Start the Application

# Start the application container
APP_IMAGE=zol-rag-app:${GIT_SHA} \
docker compose -f docker/docker-compose.app.yml --env-file .env.prod up -d

# Check it started
docker logs zol-app --tail 20

Verify Health

# Health endpoint (passes through nginx → backend)
curl -s http://localhost:80/health | python3 -m json.tool

Expected response:

{
"status": "healthy",
"version": "0.1.0",
"components": {
"database": "healthy",
"redis": "healthy",
"minio": "healthy"
}
}

Additional Checks

# Frontend loads
curl -s -o /dev/null -w "%{http_code}" http://localhost:80/
# Expected: 200

# API docs accessible
curl -s -o /dev/null -w "%{http_code}" http://localhost:80/docs
# Expected: 200

# Deep readiness check (includes LLM circuit breaker state)
curl -s http://localhost:80/health/ready | python3 -m json.tool
# Expected: status "healthy" with llm_circuit "closed"

# Container is healthy
docker ps --filter name=zol-app --format "{{.Names}}\t{{.Status}}"
# Expected: zol-app Up X minutes (healthy)

Application Architecture

Inside the container, supervisord manages two processes:

ProcessPortRole
nginx80 (443 with TLS)Serves static React files, reverse proxies /api and /ws to uvicorn
uvicorn8000 (internal)FastAPI backend with 4 workers

The container runs as non-root user appuser (UID 1000) with a read-only root filesystem.

Graceful Shutdown

The application supports graceful shutdown with request draining.
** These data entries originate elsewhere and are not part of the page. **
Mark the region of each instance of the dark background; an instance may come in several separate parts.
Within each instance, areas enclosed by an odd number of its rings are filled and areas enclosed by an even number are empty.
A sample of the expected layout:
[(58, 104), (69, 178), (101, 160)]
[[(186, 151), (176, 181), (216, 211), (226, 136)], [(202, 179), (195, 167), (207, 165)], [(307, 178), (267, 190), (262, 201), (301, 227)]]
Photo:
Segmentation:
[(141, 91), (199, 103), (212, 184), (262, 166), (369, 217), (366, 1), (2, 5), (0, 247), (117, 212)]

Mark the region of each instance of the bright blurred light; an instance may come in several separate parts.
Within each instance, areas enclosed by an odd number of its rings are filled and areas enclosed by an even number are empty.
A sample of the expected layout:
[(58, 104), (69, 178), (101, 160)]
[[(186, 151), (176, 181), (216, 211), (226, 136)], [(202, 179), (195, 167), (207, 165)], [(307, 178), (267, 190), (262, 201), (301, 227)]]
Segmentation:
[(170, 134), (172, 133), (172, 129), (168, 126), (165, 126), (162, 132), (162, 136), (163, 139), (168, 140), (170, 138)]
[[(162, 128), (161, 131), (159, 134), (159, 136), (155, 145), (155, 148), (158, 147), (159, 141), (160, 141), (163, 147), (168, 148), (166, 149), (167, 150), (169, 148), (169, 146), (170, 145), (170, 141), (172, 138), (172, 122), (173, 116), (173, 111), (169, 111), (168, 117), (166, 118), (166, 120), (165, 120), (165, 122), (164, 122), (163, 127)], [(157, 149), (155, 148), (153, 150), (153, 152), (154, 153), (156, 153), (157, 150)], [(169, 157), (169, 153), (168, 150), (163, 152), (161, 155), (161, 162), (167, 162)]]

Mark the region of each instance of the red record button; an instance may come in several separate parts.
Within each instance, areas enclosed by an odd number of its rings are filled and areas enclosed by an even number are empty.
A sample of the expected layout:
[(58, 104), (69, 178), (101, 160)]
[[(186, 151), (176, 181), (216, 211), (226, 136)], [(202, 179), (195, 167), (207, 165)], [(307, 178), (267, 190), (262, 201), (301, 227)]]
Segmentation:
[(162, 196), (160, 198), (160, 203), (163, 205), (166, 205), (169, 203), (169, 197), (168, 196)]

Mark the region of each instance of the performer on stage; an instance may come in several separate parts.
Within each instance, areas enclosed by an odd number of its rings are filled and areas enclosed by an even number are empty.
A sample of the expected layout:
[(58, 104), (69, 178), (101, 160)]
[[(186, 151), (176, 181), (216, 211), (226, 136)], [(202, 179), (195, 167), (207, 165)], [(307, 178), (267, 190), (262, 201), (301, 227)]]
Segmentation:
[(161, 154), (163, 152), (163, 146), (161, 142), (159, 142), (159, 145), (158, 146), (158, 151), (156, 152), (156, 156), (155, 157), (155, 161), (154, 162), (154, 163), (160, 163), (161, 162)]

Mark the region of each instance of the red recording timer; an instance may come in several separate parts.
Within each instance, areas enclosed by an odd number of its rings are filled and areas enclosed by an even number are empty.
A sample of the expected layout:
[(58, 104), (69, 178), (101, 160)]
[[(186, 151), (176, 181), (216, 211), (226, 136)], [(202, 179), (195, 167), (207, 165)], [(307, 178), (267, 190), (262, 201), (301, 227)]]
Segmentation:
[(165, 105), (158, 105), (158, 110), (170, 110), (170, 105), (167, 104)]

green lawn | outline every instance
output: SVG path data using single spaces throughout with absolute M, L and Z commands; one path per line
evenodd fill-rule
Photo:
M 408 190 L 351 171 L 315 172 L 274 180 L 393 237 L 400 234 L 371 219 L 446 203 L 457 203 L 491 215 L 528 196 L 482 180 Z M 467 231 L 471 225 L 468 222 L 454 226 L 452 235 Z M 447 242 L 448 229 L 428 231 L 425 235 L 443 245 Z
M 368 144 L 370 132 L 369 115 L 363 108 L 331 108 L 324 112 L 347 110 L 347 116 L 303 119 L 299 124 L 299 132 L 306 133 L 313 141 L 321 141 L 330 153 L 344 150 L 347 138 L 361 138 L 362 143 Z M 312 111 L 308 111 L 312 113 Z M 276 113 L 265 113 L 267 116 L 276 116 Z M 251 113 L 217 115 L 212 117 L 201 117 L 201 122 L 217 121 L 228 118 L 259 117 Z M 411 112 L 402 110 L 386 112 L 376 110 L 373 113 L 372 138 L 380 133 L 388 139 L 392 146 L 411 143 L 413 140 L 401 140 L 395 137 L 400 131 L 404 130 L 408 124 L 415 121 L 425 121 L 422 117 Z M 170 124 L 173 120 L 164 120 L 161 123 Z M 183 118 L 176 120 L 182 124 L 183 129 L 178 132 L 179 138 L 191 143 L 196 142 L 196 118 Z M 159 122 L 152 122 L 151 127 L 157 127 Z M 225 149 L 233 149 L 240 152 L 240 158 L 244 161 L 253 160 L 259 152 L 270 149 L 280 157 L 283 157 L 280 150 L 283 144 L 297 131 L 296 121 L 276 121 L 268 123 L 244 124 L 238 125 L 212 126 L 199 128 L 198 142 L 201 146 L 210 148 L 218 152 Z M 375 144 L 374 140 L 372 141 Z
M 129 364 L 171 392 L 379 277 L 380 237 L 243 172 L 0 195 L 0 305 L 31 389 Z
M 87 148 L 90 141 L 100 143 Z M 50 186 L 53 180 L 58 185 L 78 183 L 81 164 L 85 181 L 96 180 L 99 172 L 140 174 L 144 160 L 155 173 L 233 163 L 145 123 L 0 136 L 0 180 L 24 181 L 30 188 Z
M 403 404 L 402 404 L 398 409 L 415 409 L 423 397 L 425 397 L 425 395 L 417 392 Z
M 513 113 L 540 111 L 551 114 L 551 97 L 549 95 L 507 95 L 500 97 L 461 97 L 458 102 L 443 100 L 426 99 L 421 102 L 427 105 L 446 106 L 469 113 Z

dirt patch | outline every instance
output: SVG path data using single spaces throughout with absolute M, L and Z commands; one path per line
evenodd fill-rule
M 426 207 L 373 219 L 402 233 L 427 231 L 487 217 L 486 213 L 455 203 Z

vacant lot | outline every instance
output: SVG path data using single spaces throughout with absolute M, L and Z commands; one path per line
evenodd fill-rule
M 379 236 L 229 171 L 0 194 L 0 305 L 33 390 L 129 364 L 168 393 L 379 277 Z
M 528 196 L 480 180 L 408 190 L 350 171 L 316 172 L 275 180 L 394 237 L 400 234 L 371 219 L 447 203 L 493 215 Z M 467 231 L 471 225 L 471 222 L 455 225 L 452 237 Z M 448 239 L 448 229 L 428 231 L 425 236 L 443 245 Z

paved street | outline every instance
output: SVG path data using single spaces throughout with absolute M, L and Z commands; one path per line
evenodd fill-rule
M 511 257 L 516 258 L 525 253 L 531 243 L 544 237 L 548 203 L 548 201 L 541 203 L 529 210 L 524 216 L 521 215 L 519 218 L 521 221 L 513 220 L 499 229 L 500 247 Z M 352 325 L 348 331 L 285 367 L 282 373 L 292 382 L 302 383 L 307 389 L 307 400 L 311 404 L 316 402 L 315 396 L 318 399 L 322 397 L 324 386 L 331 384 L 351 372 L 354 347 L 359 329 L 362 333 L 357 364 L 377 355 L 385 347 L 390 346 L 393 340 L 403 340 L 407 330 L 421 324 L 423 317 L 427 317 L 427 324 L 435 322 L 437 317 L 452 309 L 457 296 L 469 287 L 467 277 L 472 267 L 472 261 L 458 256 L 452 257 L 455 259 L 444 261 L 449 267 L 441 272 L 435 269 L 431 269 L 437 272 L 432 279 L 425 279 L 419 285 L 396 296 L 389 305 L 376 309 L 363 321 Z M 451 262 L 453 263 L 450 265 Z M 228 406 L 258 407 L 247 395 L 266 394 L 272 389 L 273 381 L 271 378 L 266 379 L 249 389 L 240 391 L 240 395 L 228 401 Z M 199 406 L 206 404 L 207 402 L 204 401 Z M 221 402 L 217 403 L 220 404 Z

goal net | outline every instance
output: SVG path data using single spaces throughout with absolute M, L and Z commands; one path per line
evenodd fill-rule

When the container receives SIGTERM, in-flight requests are allowed to complete while new requests receive HTTP 503. Configure the drain timeout via uvicorn:

uvicorn app.main:app --timeout-graceful-shutdown 30

This ensures zero-downtime deployments when combined with a load balancer that respects health check failures.
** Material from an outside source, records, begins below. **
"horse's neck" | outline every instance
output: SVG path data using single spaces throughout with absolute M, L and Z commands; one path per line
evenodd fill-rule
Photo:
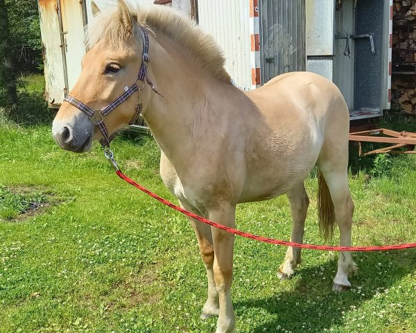
M 230 85 L 210 77 L 171 43 L 166 40 L 150 42 L 148 75 L 165 98 L 151 93 L 144 116 L 162 150 L 175 162 L 203 144 L 202 135 L 215 130 L 209 123 L 213 113 L 220 112 L 225 117 L 232 110 L 226 105 L 213 110 L 218 103 L 214 95 Z

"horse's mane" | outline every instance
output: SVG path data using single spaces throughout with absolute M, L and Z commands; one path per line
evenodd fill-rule
M 207 34 L 192 21 L 164 6 L 151 6 L 130 11 L 137 23 L 148 28 L 157 36 L 162 34 L 181 45 L 214 76 L 230 83 L 229 75 L 224 69 L 225 60 L 223 51 L 211 35 Z M 119 19 L 116 6 L 100 12 L 86 30 L 87 47 L 96 44 L 123 48 L 132 37 Z

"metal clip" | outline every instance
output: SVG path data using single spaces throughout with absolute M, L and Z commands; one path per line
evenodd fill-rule
M 108 162 L 110 162 L 110 165 L 112 165 L 116 169 L 116 171 L 118 171 L 120 170 L 119 169 L 119 166 L 117 165 L 117 162 L 116 162 L 116 160 L 114 158 L 114 154 L 113 154 L 113 152 L 110 148 L 106 147 L 104 149 L 104 156 L 105 156 L 105 158 L 108 160 Z

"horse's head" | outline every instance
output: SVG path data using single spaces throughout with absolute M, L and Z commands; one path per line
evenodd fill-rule
M 89 151 L 92 141 L 103 135 L 100 130 L 103 123 L 109 135 L 128 123 L 135 116 L 137 101 L 137 93 L 132 93 L 108 115 L 100 112 L 134 85 L 141 68 L 143 48 L 140 38 L 135 37 L 140 35 L 137 18 L 124 0 L 118 0 L 118 10 L 95 14 L 87 35 L 91 48 L 83 59 L 81 74 L 69 93 L 72 102 L 80 101 L 87 110 L 81 111 L 82 107 L 74 105 L 76 102 L 67 103 L 65 99 L 52 126 L 60 147 L 77 153 Z M 137 85 L 144 83 L 137 82 Z M 88 114 L 92 112 L 95 115 Z M 100 121 L 101 125 L 97 126 Z

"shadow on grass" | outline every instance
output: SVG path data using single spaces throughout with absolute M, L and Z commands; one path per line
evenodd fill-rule
M 355 255 L 354 260 L 361 264 L 361 269 L 358 275 L 350 279 L 352 290 L 343 293 L 333 291 L 330 286 L 334 275 L 332 271 L 337 264 L 336 259 L 329 261 L 320 267 L 300 268 L 298 274 L 302 277 L 295 282 L 295 291 L 236 302 L 234 304 L 236 315 L 241 316 L 239 309 L 244 307 L 262 308 L 270 314 L 277 315 L 276 320 L 253 327 L 250 332 L 255 333 L 281 332 L 280 330 L 293 333 L 318 333 L 324 329 L 329 330 L 336 326 L 343 326 L 347 321 L 343 317 L 346 317 L 348 312 L 359 309 L 361 305 L 373 298 L 377 291 L 383 293 L 385 290 L 390 289 L 395 282 L 415 272 L 416 262 L 412 260 L 415 255 L 416 251 L 414 249 L 406 252 L 361 253 Z M 321 271 L 324 272 L 323 275 L 319 275 Z M 313 274 L 319 277 L 313 278 Z M 322 277 L 325 277 L 325 280 Z M 291 281 L 287 283 L 291 283 Z M 357 292 L 358 286 L 359 292 Z M 365 321 L 361 320 L 361 323 L 365 323 Z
Environment Variables Reference

See docker/docker-compose.app.yml for the full list. Key variables:

VariableDefaultDescription
APP_IMAGEzol-rag-app:latestImage tag override
RAG_LLM_MODELopenai/gpt-4.1-miniStandard RAG model
RAG_ESCALATION_MODELopenai/gpt-4.1Escalated query model
RAG_RERANKER_PROVIDERjinaReranker: jina or local
RAG_TRUE_STREAMING_ENABLEDtrueWebSocket streaming
SAFETY_LLM_VALIDATION_ENABLEDfalseLLM safety judge

Keycloak Configuration

VariableDefaultDescription
KEYCLOAK_URLhttp://keycloak:8080Keycloak server URL
KEYCLOAK_REALMzolKeycloak realm name
KEYCLOAK_CLIENT_IDzol-ragOIDC client identifier
KEYCLOAK_CLIENT_SECRETOIDC client secret (required)
KEYCLOAK_ADMIN_ROLEadminRole name for admin access

Next: Data Seeding →

SSL / HTTPS

The production deployment must use the SSL compose overlay to enable HTTPS:

APP_IMAGE=zol-rag-app:${GIT_SHA} \
docker compose -f docker/docker-compose.app.yml -f docker/docker-compose.ssl.yml \
--env-file .env.prod up -d

Without the SSL overlay, port 443 is not exposed and https://test.medchat.health will refuse connections.

Certificate Setup

Let's Encrypt certificates must be copied to the ssl/ directory:

sudo cp /etc/letsencrypt/live/test.medchat.health/fullchain.pem ssl/fullchain.pem
sudo cp /etc/letsencrypt/live/test.medchat.health/privkey.pem ssl/privkey.pem
sudo chown deploy:deploy ssl/*.pem

Certificates auto-renew via the system certbot timer. After renewal, copy the new certs and restart the app container.